Now she was walking in her new grown-up skirt, following her parents to the doctor’s office for a check-up. Severe headaches started one afternoon when she was home alone after school, watching once again her favorite musical ‘Grease’ and dreaming of her dancing like Olivia Newton-John with John Travolta. This time the glamour and rousing rock’n’roll rhythms did not excite as much.

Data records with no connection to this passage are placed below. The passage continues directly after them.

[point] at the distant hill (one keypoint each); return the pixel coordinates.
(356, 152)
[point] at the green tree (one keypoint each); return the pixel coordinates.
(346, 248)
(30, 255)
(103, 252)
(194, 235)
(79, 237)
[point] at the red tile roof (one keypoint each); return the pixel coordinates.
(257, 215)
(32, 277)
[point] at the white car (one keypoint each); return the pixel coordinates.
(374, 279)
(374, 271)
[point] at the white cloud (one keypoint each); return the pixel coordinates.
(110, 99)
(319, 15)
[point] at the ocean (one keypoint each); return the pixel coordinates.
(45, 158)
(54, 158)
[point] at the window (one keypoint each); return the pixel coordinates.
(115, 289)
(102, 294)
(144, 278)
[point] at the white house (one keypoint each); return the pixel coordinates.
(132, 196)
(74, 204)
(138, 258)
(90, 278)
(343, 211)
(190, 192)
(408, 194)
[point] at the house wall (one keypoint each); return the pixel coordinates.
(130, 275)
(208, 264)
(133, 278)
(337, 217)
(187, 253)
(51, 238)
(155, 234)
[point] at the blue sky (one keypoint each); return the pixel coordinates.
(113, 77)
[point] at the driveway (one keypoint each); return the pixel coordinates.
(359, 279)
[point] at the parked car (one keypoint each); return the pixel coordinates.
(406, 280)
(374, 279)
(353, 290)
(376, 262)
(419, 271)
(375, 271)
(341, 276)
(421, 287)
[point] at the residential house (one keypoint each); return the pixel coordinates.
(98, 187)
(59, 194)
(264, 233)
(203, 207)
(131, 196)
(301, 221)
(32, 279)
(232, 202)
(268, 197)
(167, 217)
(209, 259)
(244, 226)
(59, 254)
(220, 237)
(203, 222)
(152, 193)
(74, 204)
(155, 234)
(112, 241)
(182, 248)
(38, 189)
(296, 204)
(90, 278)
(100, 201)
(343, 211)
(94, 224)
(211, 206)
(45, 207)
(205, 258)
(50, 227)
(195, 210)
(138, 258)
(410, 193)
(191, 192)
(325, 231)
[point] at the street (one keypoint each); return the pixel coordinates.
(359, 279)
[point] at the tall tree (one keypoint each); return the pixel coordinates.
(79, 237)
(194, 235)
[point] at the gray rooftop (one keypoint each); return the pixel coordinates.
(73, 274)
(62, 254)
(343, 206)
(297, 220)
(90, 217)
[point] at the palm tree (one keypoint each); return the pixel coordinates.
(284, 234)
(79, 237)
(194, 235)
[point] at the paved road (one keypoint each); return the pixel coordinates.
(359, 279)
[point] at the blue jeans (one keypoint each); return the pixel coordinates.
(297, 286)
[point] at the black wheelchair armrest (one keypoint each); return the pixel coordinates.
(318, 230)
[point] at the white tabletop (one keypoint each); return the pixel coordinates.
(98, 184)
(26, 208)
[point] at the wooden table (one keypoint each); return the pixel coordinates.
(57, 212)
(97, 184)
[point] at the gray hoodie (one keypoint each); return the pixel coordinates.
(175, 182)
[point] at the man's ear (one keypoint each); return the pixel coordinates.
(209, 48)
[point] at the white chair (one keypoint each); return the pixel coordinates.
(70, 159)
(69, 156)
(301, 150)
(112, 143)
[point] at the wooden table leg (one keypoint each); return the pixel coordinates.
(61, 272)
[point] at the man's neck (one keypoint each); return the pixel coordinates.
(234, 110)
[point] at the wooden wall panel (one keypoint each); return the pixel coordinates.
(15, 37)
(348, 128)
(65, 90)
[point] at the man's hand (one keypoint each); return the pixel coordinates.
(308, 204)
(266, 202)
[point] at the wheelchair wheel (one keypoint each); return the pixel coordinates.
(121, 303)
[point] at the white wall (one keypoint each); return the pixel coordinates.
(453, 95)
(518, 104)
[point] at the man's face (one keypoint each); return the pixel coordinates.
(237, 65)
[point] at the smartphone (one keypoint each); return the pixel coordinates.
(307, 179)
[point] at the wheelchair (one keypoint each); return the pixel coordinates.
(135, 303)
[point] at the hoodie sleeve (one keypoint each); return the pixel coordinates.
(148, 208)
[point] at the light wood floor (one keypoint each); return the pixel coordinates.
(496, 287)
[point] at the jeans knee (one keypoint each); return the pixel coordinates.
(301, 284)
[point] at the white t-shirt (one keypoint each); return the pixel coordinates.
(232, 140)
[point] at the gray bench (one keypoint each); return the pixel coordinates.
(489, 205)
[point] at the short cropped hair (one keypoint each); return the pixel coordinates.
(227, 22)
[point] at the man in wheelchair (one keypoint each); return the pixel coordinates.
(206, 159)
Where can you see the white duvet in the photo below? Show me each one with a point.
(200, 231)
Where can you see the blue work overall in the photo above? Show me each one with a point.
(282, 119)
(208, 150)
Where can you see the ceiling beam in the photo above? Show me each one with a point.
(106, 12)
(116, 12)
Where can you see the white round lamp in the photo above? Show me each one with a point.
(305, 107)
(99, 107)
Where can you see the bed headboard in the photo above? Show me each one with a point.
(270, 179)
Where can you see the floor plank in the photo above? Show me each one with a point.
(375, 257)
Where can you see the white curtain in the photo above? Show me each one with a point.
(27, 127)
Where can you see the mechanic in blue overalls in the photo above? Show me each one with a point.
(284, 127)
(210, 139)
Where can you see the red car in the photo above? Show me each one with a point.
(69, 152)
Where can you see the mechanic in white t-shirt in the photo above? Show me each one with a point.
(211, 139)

Headaches were followed by the several days of high fever. It turned out to be meningitis that needed hospitalization. She missed the month of schoolwork, badminton trainings, and, most regrettably, dance practices, but now she was feeling well, and it seemed that all was getting back to normal. The headaches were gone and she was glad there would be no more needles pierced into her spine to extract cerebrospinal fluid for examination, after which she had to lie flat for 24 hours. Now only the new skirt made her walk bit awkwardly, but so proudly at the same time; black, long, narrow, high-waist skirt that she felt made her look classy. The stretchy fabric was giving in a bit, but it was still constraining the movement of her legs during the brief routine doctor’s examination on the medical table. She did not take it off though. She sat then next to her parents on the chair, listening to the doctor report and the instructions for the future. Staring at her skirt-covered legs, all she heard from the doctor was the clear and firm: “no physical activity for a year now”, immediately followed by her father reassuring her, with a slight sense of satisfaction: “and that also means no dancing”. Through tears, from the corner of her eye, she could see her mother disapprovingly looking at the father. Maybe she knew nothing in her big department store could help here.